Zr-DFO-transferrin measures treatment induced changes in MYC and TFRC expression. (A) Representative coronal and transverse slices of microPET images from mice bearing subcutaneous TDM8 xenografts and treated with vehicle or (+)-JQ1 (50 mg/kg, intraperitoneal injection, BID, 5 total doses). The site of the tumor is indicated with white arrowheads. (B) Biodistribution data showing the suppression of 89Zr-transferrin uptake in the TDM8 tumors treated with (+)-JQ1. *P < 0.01. (C) Immunoblot data from two xenografts per treatment arm showing the suppression of MYC and TFRC protein by (+)-JQ1 compared to vehicle.

Discussion

In this report, we show that MYC and TFRC expression are both inhibited in human lymphoma and prostate cancer models sensitive to bromodomain inhibitors. Moreover, we show that TFRC expression is not inhibited in two models known to be sensitive to BRD4 inhibition in a MYC-independent fashion. Finally, our data demonstrates that 89Zr-transferrin can noninvasively measure the suppression of intracellular MYC by the BRD4 inhibitor (+)-JQ1.

While the enthusiasm for clinical trials with bromodomain inhibitors grows, the importance of establishing biomarkers to define effective therapeutic intervention early is becoming more urgent. As clinical trials with targeted therapies have shown, molecular imaging tools are a powerful complement to tissue-based predictive biomarkers (e.g., 18F-FDG to monitor early response to imatinib in GIST or vemurafenib in BRAF V600E melanoma).[24,25] Another unique consideration for bromodomain inhibitors is that the mechanism of tumor response can be complex and difficult to predict a priori.

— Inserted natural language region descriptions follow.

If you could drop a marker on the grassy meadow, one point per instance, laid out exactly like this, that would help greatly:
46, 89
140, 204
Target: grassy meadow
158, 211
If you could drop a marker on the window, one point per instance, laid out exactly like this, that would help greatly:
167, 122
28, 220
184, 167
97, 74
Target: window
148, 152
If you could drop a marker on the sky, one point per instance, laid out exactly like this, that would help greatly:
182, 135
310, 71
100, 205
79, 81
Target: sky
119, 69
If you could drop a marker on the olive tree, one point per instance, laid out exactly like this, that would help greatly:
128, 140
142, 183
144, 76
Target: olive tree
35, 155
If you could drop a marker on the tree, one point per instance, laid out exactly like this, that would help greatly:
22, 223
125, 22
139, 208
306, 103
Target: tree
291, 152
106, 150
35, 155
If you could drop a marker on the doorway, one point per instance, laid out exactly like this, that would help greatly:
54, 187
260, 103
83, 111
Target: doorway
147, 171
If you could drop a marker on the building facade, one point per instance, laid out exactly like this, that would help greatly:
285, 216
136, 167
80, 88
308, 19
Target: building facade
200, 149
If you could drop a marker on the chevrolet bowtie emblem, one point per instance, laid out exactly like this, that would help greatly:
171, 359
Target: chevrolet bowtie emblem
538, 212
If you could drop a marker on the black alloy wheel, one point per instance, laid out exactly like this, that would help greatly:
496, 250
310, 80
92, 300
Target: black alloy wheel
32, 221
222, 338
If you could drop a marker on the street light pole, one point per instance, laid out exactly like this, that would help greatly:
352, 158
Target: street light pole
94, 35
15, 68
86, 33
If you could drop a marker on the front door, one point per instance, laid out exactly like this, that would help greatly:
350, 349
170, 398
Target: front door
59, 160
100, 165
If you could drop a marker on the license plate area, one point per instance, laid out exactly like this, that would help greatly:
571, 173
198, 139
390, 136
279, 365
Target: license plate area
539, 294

In this regard, our data suggesting that tumor uptake of transferrin is a faithful biomarker of MYC inhibition suggests that 89Zr-transferrin could be used as a pharmacodynamic biomarker in MYC driven indications, as well as research tool in humans to define the overall importance of MYC inhibition to tumor response to bromodomain inhibitors in tumors with more complicated genetic backgrounds. Lastly, the transferrin “response” could be used to profile preclinical models for alternate mechanisms by which bromodomain inhibition alters TFRC biology.